In the Morgan fingerprint analysis, a series of scans were conducted to determine the optimal length of the MF, with values including 512, 1024, 2048, 3072, 4096, and 8192. After selecting the fingerprint length yielding the optimal predictive performance, features were reduced through the following procedures: (1) dropping columns with a standard deviation greater than 0.1. This threshold was chosen as features with low variability (lower standard deviation) are less informative for models, and their removal can reduce noise and prevent overfitting. (2) Another method included calculating Pearson parameters and eliminating columns with Pearson correlations exceeding 0.96 [38]. This step was crucial to remove multicollinearity, as highly correlated features can distort the importance of variables and reduce the generalizability of the model. Following this methodology, we narrowed down the features to 168 chemical characteristics, deemed most relevant and robust for further model development. The entire database can be accessed via the file “SupInfoDataSet.xlsx”, available in the Supporting Information section. This database comprises four sheets: “3072 MorganMFs” and “Chemical Descriptors”, which, respectively detail the 3072-bit Morgan molecular fingerprints and chemical features of each chemical, generated using RDKit. The “Morgan MFs_test_train set” and “CDs_train_test set” sheets display the experimental and gradient boosting model-predicted logK_SO4⁻• values, based on the 3072-bit Morgan MFs and chemical features, respectively.

2.2. Hyperparameter Optimization

A fivefold grid search was conducted for hyperparameters optimization [39]. This approach is advantageous as it allows for a comprehensive assessment of how different hyperparameter settings impact the model’s performance, leading to the identification of an optimal set that enhances prediction accuracy.
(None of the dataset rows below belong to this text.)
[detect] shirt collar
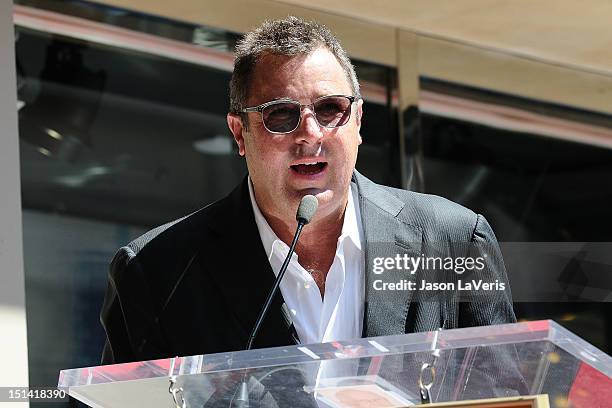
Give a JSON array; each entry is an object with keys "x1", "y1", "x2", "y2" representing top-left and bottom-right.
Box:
[{"x1": 248, "y1": 176, "x2": 363, "y2": 259}]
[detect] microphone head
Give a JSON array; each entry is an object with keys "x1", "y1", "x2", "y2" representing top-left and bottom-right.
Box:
[{"x1": 295, "y1": 195, "x2": 319, "y2": 225}]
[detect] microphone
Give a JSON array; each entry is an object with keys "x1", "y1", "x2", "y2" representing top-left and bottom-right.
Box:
[
  {"x1": 245, "y1": 195, "x2": 319, "y2": 350},
  {"x1": 230, "y1": 195, "x2": 319, "y2": 408}
]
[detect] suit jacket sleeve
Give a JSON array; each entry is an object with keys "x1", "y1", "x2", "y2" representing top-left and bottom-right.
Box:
[
  {"x1": 100, "y1": 247, "x2": 165, "y2": 364},
  {"x1": 459, "y1": 214, "x2": 516, "y2": 327}
]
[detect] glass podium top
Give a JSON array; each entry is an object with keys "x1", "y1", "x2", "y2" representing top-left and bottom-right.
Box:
[{"x1": 58, "y1": 320, "x2": 612, "y2": 407}]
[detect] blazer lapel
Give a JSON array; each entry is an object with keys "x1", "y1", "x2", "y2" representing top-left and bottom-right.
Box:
[
  {"x1": 202, "y1": 177, "x2": 297, "y2": 348},
  {"x1": 353, "y1": 171, "x2": 423, "y2": 337}
]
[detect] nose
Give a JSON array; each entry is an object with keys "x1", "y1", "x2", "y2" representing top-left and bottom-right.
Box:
[{"x1": 294, "y1": 106, "x2": 323, "y2": 144}]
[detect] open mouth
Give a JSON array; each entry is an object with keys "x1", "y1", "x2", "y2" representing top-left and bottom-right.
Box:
[{"x1": 291, "y1": 162, "x2": 327, "y2": 175}]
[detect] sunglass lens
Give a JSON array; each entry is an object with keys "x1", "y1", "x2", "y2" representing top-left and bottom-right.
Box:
[
  {"x1": 314, "y1": 96, "x2": 351, "y2": 128},
  {"x1": 262, "y1": 102, "x2": 301, "y2": 133}
]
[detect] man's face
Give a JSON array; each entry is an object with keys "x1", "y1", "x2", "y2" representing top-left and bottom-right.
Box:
[{"x1": 228, "y1": 48, "x2": 362, "y2": 226}]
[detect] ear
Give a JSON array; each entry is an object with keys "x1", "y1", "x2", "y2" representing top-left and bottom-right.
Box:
[
  {"x1": 355, "y1": 99, "x2": 363, "y2": 144},
  {"x1": 227, "y1": 113, "x2": 245, "y2": 156}
]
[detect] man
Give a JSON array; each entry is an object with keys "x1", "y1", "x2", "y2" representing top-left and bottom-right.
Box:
[{"x1": 101, "y1": 17, "x2": 515, "y2": 363}]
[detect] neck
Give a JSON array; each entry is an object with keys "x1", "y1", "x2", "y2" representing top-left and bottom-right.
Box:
[{"x1": 262, "y1": 197, "x2": 348, "y2": 250}]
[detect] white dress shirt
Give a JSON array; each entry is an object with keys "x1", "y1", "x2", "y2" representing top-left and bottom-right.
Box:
[{"x1": 249, "y1": 178, "x2": 365, "y2": 344}]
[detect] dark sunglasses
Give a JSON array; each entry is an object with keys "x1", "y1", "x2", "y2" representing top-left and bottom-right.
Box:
[{"x1": 242, "y1": 95, "x2": 357, "y2": 133}]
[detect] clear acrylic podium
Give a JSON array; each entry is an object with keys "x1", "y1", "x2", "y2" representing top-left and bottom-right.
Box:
[{"x1": 58, "y1": 320, "x2": 612, "y2": 408}]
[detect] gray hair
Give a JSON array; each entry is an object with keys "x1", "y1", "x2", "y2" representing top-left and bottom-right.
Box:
[{"x1": 230, "y1": 16, "x2": 361, "y2": 121}]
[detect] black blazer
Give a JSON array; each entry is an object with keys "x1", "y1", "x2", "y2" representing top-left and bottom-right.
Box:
[{"x1": 100, "y1": 171, "x2": 516, "y2": 364}]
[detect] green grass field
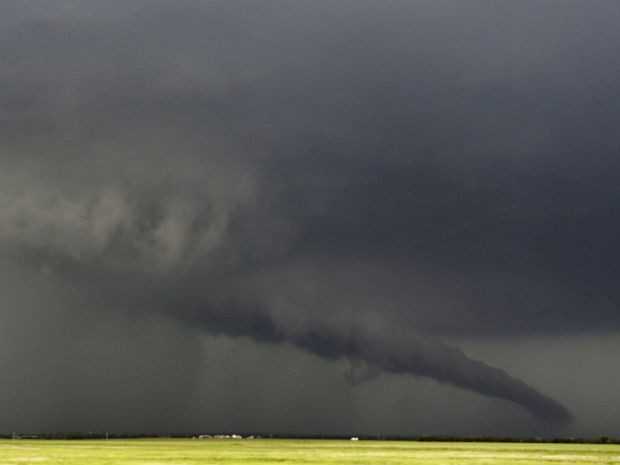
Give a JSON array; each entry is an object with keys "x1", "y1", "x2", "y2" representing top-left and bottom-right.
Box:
[{"x1": 0, "y1": 439, "x2": 620, "y2": 465}]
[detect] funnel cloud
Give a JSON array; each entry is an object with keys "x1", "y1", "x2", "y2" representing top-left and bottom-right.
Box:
[{"x1": 0, "y1": 0, "x2": 620, "y2": 436}]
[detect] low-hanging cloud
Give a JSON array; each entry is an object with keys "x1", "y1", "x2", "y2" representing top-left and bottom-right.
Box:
[{"x1": 0, "y1": 0, "x2": 620, "y2": 436}]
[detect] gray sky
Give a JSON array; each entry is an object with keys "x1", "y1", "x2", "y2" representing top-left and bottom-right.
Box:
[{"x1": 0, "y1": 0, "x2": 620, "y2": 436}]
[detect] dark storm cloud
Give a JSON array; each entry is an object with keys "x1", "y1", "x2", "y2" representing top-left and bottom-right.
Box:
[{"x1": 0, "y1": 0, "x2": 620, "y2": 434}]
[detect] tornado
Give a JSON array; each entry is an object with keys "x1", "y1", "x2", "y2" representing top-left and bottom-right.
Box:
[{"x1": 178, "y1": 300, "x2": 573, "y2": 426}]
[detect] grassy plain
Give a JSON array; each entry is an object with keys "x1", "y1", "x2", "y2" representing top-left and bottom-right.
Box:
[{"x1": 0, "y1": 439, "x2": 620, "y2": 465}]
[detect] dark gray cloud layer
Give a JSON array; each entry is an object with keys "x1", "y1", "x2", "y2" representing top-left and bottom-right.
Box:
[{"x1": 0, "y1": 0, "x2": 620, "y2": 433}]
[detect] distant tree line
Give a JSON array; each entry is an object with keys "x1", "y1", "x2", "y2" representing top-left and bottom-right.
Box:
[{"x1": 0, "y1": 432, "x2": 620, "y2": 444}]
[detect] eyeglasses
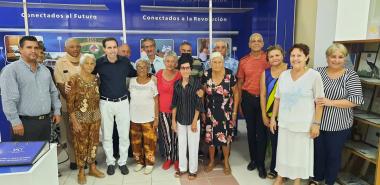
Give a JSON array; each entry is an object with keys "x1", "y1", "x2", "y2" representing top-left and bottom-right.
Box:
[{"x1": 180, "y1": 67, "x2": 191, "y2": 71}]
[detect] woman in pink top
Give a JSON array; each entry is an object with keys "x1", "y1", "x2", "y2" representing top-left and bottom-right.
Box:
[{"x1": 156, "y1": 52, "x2": 181, "y2": 170}]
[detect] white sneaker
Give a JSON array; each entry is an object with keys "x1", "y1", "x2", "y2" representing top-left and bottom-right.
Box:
[
  {"x1": 134, "y1": 164, "x2": 144, "y2": 172},
  {"x1": 144, "y1": 165, "x2": 153, "y2": 175}
]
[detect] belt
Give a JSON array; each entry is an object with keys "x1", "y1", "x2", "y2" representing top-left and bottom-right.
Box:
[
  {"x1": 18, "y1": 114, "x2": 50, "y2": 120},
  {"x1": 243, "y1": 90, "x2": 260, "y2": 98},
  {"x1": 100, "y1": 95, "x2": 128, "y2": 102}
]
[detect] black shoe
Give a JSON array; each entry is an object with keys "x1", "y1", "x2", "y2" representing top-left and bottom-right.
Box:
[
  {"x1": 247, "y1": 161, "x2": 256, "y2": 171},
  {"x1": 107, "y1": 165, "x2": 115, "y2": 175},
  {"x1": 119, "y1": 165, "x2": 129, "y2": 175},
  {"x1": 113, "y1": 153, "x2": 120, "y2": 159},
  {"x1": 70, "y1": 163, "x2": 78, "y2": 170},
  {"x1": 257, "y1": 168, "x2": 267, "y2": 179}
]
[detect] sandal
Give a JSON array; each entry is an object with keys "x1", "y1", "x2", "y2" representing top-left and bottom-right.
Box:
[
  {"x1": 309, "y1": 180, "x2": 319, "y2": 185},
  {"x1": 205, "y1": 162, "x2": 215, "y2": 172},
  {"x1": 267, "y1": 171, "x2": 277, "y2": 179},
  {"x1": 174, "y1": 171, "x2": 186, "y2": 178},
  {"x1": 187, "y1": 173, "x2": 197, "y2": 180},
  {"x1": 223, "y1": 165, "x2": 231, "y2": 175}
]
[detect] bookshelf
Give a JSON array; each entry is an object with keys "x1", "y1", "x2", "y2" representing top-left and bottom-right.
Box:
[{"x1": 334, "y1": 39, "x2": 380, "y2": 185}]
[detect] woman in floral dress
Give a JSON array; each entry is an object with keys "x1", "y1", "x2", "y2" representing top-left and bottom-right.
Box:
[
  {"x1": 67, "y1": 54, "x2": 105, "y2": 184},
  {"x1": 202, "y1": 52, "x2": 239, "y2": 175}
]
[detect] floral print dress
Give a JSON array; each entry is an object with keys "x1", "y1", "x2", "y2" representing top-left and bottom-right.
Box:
[{"x1": 202, "y1": 68, "x2": 236, "y2": 146}]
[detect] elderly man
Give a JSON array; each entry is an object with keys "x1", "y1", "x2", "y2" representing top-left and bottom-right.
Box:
[
  {"x1": 112, "y1": 44, "x2": 135, "y2": 158},
  {"x1": 205, "y1": 40, "x2": 239, "y2": 75},
  {"x1": 236, "y1": 33, "x2": 269, "y2": 178},
  {"x1": 54, "y1": 38, "x2": 81, "y2": 170},
  {"x1": 179, "y1": 41, "x2": 203, "y2": 77},
  {"x1": 141, "y1": 38, "x2": 165, "y2": 74},
  {"x1": 94, "y1": 37, "x2": 136, "y2": 175},
  {"x1": 117, "y1": 44, "x2": 131, "y2": 58},
  {"x1": 0, "y1": 36, "x2": 61, "y2": 141}
]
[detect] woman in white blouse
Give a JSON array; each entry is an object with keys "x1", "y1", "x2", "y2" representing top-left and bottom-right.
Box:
[
  {"x1": 129, "y1": 59, "x2": 158, "y2": 174},
  {"x1": 270, "y1": 44, "x2": 324, "y2": 185}
]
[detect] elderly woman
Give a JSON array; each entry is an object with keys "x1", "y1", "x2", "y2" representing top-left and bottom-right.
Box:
[
  {"x1": 156, "y1": 52, "x2": 181, "y2": 170},
  {"x1": 270, "y1": 44, "x2": 324, "y2": 185},
  {"x1": 67, "y1": 54, "x2": 104, "y2": 184},
  {"x1": 202, "y1": 52, "x2": 239, "y2": 175},
  {"x1": 310, "y1": 44, "x2": 363, "y2": 185},
  {"x1": 260, "y1": 45, "x2": 288, "y2": 179},
  {"x1": 129, "y1": 59, "x2": 158, "y2": 175},
  {"x1": 171, "y1": 54, "x2": 203, "y2": 180}
]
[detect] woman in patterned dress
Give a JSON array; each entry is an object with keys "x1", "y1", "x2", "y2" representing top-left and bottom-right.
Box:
[
  {"x1": 67, "y1": 54, "x2": 104, "y2": 184},
  {"x1": 202, "y1": 52, "x2": 239, "y2": 175},
  {"x1": 260, "y1": 45, "x2": 288, "y2": 179}
]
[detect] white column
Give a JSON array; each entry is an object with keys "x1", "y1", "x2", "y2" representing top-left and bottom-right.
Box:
[
  {"x1": 22, "y1": 0, "x2": 29, "y2": 35},
  {"x1": 208, "y1": 0, "x2": 212, "y2": 50},
  {"x1": 121, "y1": 0, "x2": 127, "y2": 44}
]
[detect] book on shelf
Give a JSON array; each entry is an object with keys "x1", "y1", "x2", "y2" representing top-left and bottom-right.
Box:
[
  {"x1": 0, "y1": 141, "x2": 50, "y2": 166},
  {"x1": 345, "y1": 141, "x2": 377, "y2": 160}
]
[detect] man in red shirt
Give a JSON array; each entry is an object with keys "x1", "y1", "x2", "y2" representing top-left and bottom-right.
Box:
[{"x1": 236, "y1": 33, "x2": 269, "y2": 178}]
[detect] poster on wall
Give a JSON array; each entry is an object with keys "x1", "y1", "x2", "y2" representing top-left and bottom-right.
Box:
[
  {"x1": 197, "y1": 38, "x2": 233, "y2": 58},
  {"x1": 358, "y1": 52, "x2": 379, "y2": 78},
  {"x1": 140, "y1": 39, "x2": 174, "y2": 58}
]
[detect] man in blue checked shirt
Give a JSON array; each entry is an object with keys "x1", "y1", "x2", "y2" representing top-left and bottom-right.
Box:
[
  {"x1": 205, "y1": 40, "x2": 239, "y2": 75},
  {"x1": 0, "y1": 36, "x2": 61, "y2": 141}
]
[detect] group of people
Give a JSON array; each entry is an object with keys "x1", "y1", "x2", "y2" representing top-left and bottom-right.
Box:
[{"x1": 0, "y1": 33, "x2": 363, "y2": 185}]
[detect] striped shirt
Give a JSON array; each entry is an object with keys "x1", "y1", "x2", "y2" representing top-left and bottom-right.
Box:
[
  {"x1": 0, "y1": 59, "x2": 61, "y2": 126},
  {"x1": 172, "y1": 76, "x2": 204, "y2": 125},
  {"x1": 316, "y1": 67, "x2": 363, "y2": 131}
]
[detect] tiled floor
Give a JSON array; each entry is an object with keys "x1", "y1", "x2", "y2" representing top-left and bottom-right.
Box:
[{"x1": 59, "y1": 121, "x2": 336, "y2": 185}]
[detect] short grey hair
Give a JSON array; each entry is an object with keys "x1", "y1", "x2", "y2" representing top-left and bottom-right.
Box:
[
  {"x1": 136, "y1": 58, "x2": 150, "y2": 73},
  {"x1": 210, "y1": 52, "x2": 224, "y2": 62},
  {"x1": 164, "y1": 51, "x2": 178, "y2": 61},
  {"x1": 65, "y1": 37, "x2": 79, "y2": 47},
  {"x1": 213, "y1": 40, "x2": 228, "y2": 49},
  {"x1": 79, "y1": 53, "x2": 96, "y2": 65},
  {"x1": 249, "y1": 33, "x2": 264, "y2": 42}
]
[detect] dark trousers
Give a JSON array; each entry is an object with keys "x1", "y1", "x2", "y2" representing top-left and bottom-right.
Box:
[
  {"x1": 112, "y1": 121, "x2": 120, "y2": 157},
  {"x1": 268, "y1": 127, "x2": 278, "y2": 172},
  {"x1": 314, "y1": 129, "x2": 351, "y2": 185},
  {"x1": 12, "y1": 118, "x2": 51, "y2": 141},
  {"x1": 112, "y1": 121, "x2": 133, "y2": 158},
  {"x1": 241, "y1": 91, "x2": 268, "y2": 168}
]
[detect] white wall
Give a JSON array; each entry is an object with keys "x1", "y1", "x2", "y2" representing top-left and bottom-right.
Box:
[
  {"x1": 335, "y1": 0, "x2": 371, "y2": 40},
  {"x1": 314, "y1": 0, "x2": 338, "y2": 67},
  {"x1": 314, "y1": 0, "x2": 371, "y2": 67}
]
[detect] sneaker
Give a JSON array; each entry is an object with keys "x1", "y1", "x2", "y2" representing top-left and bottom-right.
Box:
[
  {"x1": 247, "y1": 161, "x2": 256, "y2": 171},
  {"x1": 107, "y1": 165, "x2": 115, "y2": 175},
  {"x1": 174, "y1": 160, "x2": 179, "y2": 171},
  {"x1": 119, "y1": 164, "x2": 129, "y2": 175},
  {"x1": 144, "y1": 165, "x2": 153, "y2": 175},
  {"x1": 162, "y1": 160, "x2": 172, "y2": 170},
  {"x1": 70, "y1": 163, "x2": 78, "y2": 170},
  {"x1": 133, "y1": 164, "x2": 144, "y2": 172}
]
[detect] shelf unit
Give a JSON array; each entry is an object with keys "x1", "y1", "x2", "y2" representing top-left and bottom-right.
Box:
[{"x1": 334, "y1": 39, "x2": 380, "y2": 185}]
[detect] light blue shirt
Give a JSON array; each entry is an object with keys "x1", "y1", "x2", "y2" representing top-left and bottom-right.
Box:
[
  {"x1": 0, "y1": 59, "x2": 61, "y2": 126},
  {"x1": 133, "y1": 55, "x2": 165, "y2": 73},
  {"x1": 204, "y1": 57, "x2": 239, "y2": 75}
]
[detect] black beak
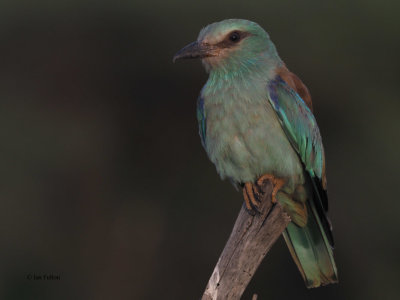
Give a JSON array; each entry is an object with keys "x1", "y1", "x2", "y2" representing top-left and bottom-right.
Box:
[{"x1": 172, "y1": 42, "x2": 215, "y2": 62}]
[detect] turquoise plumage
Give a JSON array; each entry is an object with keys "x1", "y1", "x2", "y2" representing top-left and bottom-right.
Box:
[{"x1": 174, "y1": 19, "x2": 337, "y2": 287}]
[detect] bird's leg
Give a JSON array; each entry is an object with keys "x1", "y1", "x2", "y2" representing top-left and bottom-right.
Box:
[
  {"x1": 257, "y1": 174, "x2": 285, "y2": 203},
  {"x1": 243, "y1": 182, "x2": 260, "y2": 212}
]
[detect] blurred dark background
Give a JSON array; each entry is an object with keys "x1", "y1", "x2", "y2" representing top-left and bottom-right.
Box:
[{"x1": 0, "y1": 0, "x2": 400, "y2": 300}]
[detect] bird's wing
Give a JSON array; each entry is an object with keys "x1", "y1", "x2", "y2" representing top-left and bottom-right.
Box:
[
  {"x1": 268, "y1": 76, "x2": 333, "y2": 245},
  {"x1": 197, "y1": 96, "x2": 207, "y2": 148},
  {"x1": 276, "y1": 66, "x2": 313, "y2": 112}
]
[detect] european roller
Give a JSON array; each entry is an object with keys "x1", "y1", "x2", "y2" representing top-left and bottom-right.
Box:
[{"x1": 174, "y1": 19, "x2": 337, "y2": 288}]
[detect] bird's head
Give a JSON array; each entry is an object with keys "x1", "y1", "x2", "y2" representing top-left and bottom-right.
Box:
[{"x1": 173, "y1": 19, "x2": 280, "y2": 71}]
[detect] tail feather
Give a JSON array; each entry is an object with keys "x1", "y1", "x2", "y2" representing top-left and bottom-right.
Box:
[{"x1": 283, "y1": 201, "x2": 338, "y2": 288}]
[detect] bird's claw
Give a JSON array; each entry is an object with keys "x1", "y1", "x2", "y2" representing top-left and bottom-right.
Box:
[{"x1": 243, "y1": 182, "x2": 260, "y2": 216}]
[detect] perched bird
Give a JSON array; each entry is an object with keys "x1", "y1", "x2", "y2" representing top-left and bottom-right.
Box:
[{"x1": 174, "y1": 19, "x2": 337, "y2": 288}]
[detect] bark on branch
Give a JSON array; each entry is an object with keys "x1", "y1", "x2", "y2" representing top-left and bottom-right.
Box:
[{"x1": 202, "y1": 180, "x2": 290, "y2": 300}]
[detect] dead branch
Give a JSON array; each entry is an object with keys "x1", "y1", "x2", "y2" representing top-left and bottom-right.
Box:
[{"x1": 202, "y1": 180, "x2": 290, "y2": 300}]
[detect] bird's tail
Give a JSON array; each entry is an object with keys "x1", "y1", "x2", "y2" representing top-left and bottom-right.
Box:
[{"x1": 283, "y1": 201, "x2": 338, "y2": 288}]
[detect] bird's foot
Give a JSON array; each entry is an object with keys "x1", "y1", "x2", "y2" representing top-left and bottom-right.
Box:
[
  {"x1": 243, "y1": 182, "x2": 260, "y2": 216},
  {"x1": 257, "y1": 174, "x2": 285, "y2": 203}
]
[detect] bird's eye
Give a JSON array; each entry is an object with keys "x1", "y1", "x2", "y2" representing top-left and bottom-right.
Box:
[{"x1": 229, "y1": 31, "x2": 240, "y2": 43}]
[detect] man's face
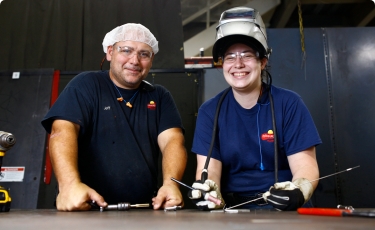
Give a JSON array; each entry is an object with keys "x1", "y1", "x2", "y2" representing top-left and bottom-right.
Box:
[
  {"x1": 107, "y1": 41, "x2": 154, "y2": 89},
  {"x1": 223, "y1": 43, "x2": 267, "y2": 92}
]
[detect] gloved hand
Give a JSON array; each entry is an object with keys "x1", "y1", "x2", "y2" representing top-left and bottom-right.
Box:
[
  {"x1": 188, "y1": 180, "x2": 225, "y2": 211},
  {"x1": 263, "y1": 178, "x2": 314, "y2": 211}
]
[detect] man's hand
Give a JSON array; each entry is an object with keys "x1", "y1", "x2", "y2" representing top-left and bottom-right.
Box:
[
  {"x1": 263, "y1": 178, "x2": 313, "y2": 211},
  {"x1": 152, "y1": 184, "x2": 184, "y2": 209},
  {"x1": 188, "y1": 180, "x2": 225, "y2": 211},
  {"x1": 56, "y1": 182, "x2": 108, "y2": 211}
]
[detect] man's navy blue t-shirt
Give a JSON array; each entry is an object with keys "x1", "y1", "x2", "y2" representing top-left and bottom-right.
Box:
[{"x1": 42, "y1": 71, "x2": 183, "y2": 203}]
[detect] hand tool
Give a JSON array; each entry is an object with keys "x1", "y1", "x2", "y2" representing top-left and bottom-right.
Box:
[
  {"x1": 0, "y1": 131, "x2": 16, "y2": 212},
  {"x1": 171, "y1": 177, "x2": 221, "y2": 205},
  {"x1": 224, "y1": 165, "x2": 360, "y2": 210},
  {"x1": 90, "y1": 201, "x2": 150, "y2": 212},
  {"x1": 297, "y1": 208, "x2": 375, "y2": 217},
  {"x1": 164, "y1": 205, "x2": 182, "y2": 212}
]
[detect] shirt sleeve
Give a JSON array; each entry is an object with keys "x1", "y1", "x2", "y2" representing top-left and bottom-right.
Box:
[{"x1": 42, "y1": 74, "x2": 92, "y2": 133}]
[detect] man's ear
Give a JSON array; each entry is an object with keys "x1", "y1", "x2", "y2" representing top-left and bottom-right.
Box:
[{"x1": 106, "y1": 46, "x2": 113, "y2": 61}]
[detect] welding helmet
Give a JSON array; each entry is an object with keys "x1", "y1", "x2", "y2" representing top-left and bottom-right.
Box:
[{"x1": 212, "y1": 6, "x2": 271, "y2": 62}]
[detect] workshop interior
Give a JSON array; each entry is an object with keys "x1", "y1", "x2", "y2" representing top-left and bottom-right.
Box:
[{"x1": 0, "y1": 0, "x2": 375, "y2": 214}]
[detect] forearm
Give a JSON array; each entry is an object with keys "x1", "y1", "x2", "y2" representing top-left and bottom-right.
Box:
[
  {"x1": 49, "y1": 120, "x2": 80, "y2": 189},
  {"x1": 161, "y1": 128, "x2": 187, "y2": 185},
  {"x1": 288, "y1": 147, "x2": 319, "y2": 190}
]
A range of values were considered, and the optimal hyperparameters were determined using the mean R² value on the validation set (Table 1). The hyperparameters across models, such as n_estimators (number of trees) and max_depth (tree depth) for ensemble methods like random forest and XGBoost, control model complexity and overfitting. In SVM, the Kernel determines the data transformation, C balances the classification accuracy and simplicity, and gamma affects the influence range of a single sample. For gradient boosting, learning_rate adjusts the contribution of each tree, enhancing performance tuning. In Bayesian ridge regression, alpha_1 and lambda_1 manage model complexity, while n_iter influences the convergence speed, collectively fine-tuning the balance between the model accuracy and generalization. The selected ranges for each hyperparameter were chosen based on their potential impact on model performance, with a focus on achieving an optimal balance between accuracy and generalizability. The final optimized hyperparameters for each model were also presented.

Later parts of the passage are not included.